We will look closely on how we use autoscaling on the Google Cloud Platform, more specifically on the Google kubernetes engine (GKE), managed kubernetes environment by Google, with examples and technical details.
Scaling in GKE engine can be divided into two parts. On the underlying host side, the GKE, we create a node-pool (a group of instances used in Google Kubernetes Engine) and in the configuration we enable pool autoscaling and set minimum and maximum instances running at the same time. This can be done in both Google UI console and gcloud cli as well as other 3rd party provisioning services like Terraform.
On the Kubernetes side we create horizontal pod autoscaler (HPA) which will continuously compute and set desired number of replicas of a kubernetes deployment. In our example, we have a deployment, called nginx, with nginx base image. We create horizontal pod autoscaler with this command:
kubectl autoscale deployment nginx --min=2 --max=10 --cpu-percent=60
HPA can also be created via yaml configuration. With this two easy steps our application is ready to scale based on cpu utilization. Average cpu utilization is calculated across all running replicas of a deployment in one minute basis and is compared to target utilization, in this case 60%.
We will simulate some basic trafic load with ab test tool. Service loadbalancer will distribute traffic across all available replicas.

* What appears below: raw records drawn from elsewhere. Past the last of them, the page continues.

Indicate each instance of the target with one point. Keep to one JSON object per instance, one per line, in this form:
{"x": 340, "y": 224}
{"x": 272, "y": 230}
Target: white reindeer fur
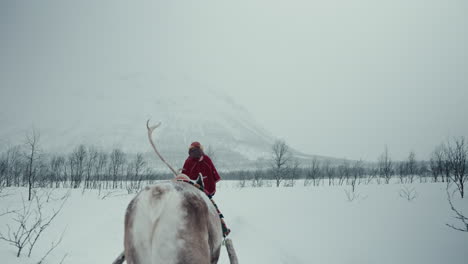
{"x": 159, "y": 226}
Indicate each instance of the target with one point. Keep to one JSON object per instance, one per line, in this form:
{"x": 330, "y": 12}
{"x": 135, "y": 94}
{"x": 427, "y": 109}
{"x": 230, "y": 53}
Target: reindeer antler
{"x": 150, "y": 132}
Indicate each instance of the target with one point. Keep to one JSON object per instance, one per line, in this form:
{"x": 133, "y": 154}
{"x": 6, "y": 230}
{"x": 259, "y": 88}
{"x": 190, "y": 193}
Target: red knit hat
{"x": 195, "y": 144}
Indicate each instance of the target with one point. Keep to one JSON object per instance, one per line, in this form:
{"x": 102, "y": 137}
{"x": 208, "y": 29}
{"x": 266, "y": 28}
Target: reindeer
{"x": 172, "y": 222}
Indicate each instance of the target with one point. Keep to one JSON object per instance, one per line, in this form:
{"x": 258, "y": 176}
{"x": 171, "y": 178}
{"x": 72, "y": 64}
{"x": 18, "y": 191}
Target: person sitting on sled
{"x": 198, "y": 162}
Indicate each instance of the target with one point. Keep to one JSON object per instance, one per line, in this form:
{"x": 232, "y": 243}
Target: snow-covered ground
{"x": 270, "y": 225}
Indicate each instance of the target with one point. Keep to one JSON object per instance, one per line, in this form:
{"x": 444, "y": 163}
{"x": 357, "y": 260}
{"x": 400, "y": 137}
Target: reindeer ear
{"x": 200, "y": 180}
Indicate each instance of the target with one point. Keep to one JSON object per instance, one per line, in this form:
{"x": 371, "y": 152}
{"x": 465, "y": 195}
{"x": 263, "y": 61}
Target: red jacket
{"x": 193, "y": 166}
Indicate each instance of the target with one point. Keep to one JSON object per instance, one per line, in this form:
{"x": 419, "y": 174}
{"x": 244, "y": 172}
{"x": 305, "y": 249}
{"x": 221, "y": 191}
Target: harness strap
{"x": 198, "y": 186}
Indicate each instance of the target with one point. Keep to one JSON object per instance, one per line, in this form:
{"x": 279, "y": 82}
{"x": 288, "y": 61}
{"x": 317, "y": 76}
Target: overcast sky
{"x": 331, "y": 77}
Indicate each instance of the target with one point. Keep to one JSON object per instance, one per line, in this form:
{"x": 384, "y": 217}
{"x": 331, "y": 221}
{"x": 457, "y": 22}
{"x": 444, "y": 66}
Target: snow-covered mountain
{"x": 113, "y": 113}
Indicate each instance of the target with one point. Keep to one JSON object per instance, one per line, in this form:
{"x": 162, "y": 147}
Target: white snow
{"x": 273, "y": 225}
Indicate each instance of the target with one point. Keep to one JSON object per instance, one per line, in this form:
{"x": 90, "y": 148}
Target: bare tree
{"x": 411, "y": 166}
{"x": 313, "y": 173}
{"x": 77, "y": 162}
{"x": 456, "y": 156}
{"x": 30, "y": 224}
{"x": 292, "y": 173}
{"x": 343, "y": 171}
{"x": 116, "y": 166}
{"x": 356, "y": 172}
{"x": 32, "y": 155}
{"x": 385, "y": 166}
{"x": 436, "y": 163}
{"x": 280, "y": 160}
{"x": 135, "y": 169}
{"x": 90, "y": 164}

Now the Horizontal pod autoscaler info will shows that the average load across all (two at this point) pods is above target and sets current replicas count to 4. And here comes the issue, one of the new pods didn’t start up properly and hangs in a pending state.
If we investigate that pod with “kubectl describe pod POD_NAME”, in the pods events we see that pod failed scheduling due to insufficient CPU resources and besides that we see that it triggered the “scale-up” signal, which is signal for the underlying infrastructure (in this case the GKE) to add more nodes. We even get the information that we will scale from 2 to 3 nodes.
After a minute or so we see that additional node was created to serve our needs
With the new resources, all four pods will be up and running at this time.
After another minute we see that the average load across all pods stabilized roughly around specified target. In this case we have very stable load, that’s why our calculated number of replicas result in almost spot on target utilization. In real world of much more variable load the average utilization as well as number of replica can fluctuate very often.
We saw that within few minutes the system was able to react to increased load and deploy as much replicas as was needed to meet the specified target utilization.
Although this solution is very powerful, it doesn't provide all the answers to every scaling question. As much as the reaction to increased load was fast, in some cases even this becomes too slow and potentially fatal to the entire system. One such example could be short batch workload with basically no leading edge. In this case system won’t react that quick and applications can start failing under heavy utilization. In ideal world this type of batch work would be anticipated everytime and dealt with predictive resource planning and scaling. In a real world, we sometimes have to settle with raising lower bound for number of replicas and more aggressive autoscale configuration, which results in higher bill at the end of the day.